En augmentant ma curiosité, mes lectures d’ouvrages d’histoire car c’est par l’ouverture d’esprit, la curiosité et la lecture que l’on combat les idées reçues, je me suis rendue compte qu’un immense appareil panarabiste était derrière tout cela, une machine de guerre, une vraie déclaration de guerre aux Imazighens et en plus de cela, pour couronner le tout, depuis belle lurette, l’arabisation écrase ma culture, ma terre et ma langue depuis des siècles! J’ai réalisé, par conséquent, que toutes ces personnes que je critiquais pour avoir déshonorer leurs ancêtres ne sont que de pauvres victimes de ce système étouffant, comme moi je l’ai été, qui dure depuis des lustres. Un système qui instrumentalise la religion au nom de la suprématie de la race Arabe, un terrorisme barbare basé sur aucun argument solide ni aucune logique car les Arabes, si on se sert de sa cervelle désarabisée, sont en Arabie et pas ailleurs. Les Imazighens sont chez eux, piétinés, massacrés comme de vulgaires microbes qu’il suffit d‘écraser pour faire taire. Mais c’est un système qui manipule, lave les cerveaux et trompe les Imazighens peut être mais c’est surtout un système qui se trompe lui-même.

Car ce n’est pas en éliminant un Amazighe qu’on élimine sa pensée. Ce n’est pas en intimidant des hommes assoiffés de liberté et de dignité qu’on les fera renoncer à se battre pour la cause amazighe, une cause juste, noble et légitime. Qu’ils le sachent.

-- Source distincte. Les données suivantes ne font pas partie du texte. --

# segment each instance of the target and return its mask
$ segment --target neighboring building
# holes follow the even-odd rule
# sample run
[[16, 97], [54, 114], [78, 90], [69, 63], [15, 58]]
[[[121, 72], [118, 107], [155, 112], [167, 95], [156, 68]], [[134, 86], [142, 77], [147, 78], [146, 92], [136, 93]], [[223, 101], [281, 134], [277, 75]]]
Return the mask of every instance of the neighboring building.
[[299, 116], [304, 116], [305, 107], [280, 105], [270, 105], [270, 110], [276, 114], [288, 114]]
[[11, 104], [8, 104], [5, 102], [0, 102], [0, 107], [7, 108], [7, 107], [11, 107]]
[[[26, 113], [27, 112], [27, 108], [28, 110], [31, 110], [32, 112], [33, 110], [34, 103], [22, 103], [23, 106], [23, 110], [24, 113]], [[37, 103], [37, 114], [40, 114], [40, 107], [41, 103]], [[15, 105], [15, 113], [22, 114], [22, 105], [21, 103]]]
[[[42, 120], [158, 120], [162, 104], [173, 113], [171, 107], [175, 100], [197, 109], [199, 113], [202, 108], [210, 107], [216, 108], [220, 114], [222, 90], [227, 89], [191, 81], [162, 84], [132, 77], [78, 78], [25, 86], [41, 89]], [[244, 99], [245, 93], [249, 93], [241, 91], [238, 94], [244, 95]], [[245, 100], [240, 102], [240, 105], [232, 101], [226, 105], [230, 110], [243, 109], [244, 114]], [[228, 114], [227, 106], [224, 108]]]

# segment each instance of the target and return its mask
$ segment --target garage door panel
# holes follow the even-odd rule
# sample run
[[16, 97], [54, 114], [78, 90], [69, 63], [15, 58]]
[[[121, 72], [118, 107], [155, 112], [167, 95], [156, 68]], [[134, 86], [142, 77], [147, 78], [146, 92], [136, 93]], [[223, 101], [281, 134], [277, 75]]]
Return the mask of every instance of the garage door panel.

         Tous les mensonges sont insupportables sauf le mensonge identitaire. Combien de fois a-t-on menti aux enfants en leur cachant la vérité sur leurs parents? Combien d’enfants cherchent à connaître leurs parents à tout prix?
         Pour ma part, on ne m’a pas dissimulé l’histoire de mes parents, non. On a fait pire ! On m’a dissimulé MES ANCETRES! Tout un peuple! Toute une histoire, toute une civilisation qui s’apparente à  de l’or ! Voilà pourquoi je ne pardonnerais jamais, à ces voleurs de chair et d’identité. Même si la dignité du peuple amazigh, et j’ y crois, est restaurée.

Fatima Alahyan
Asif n Dades (Sud-Est, Maroc)
Rénnes,France.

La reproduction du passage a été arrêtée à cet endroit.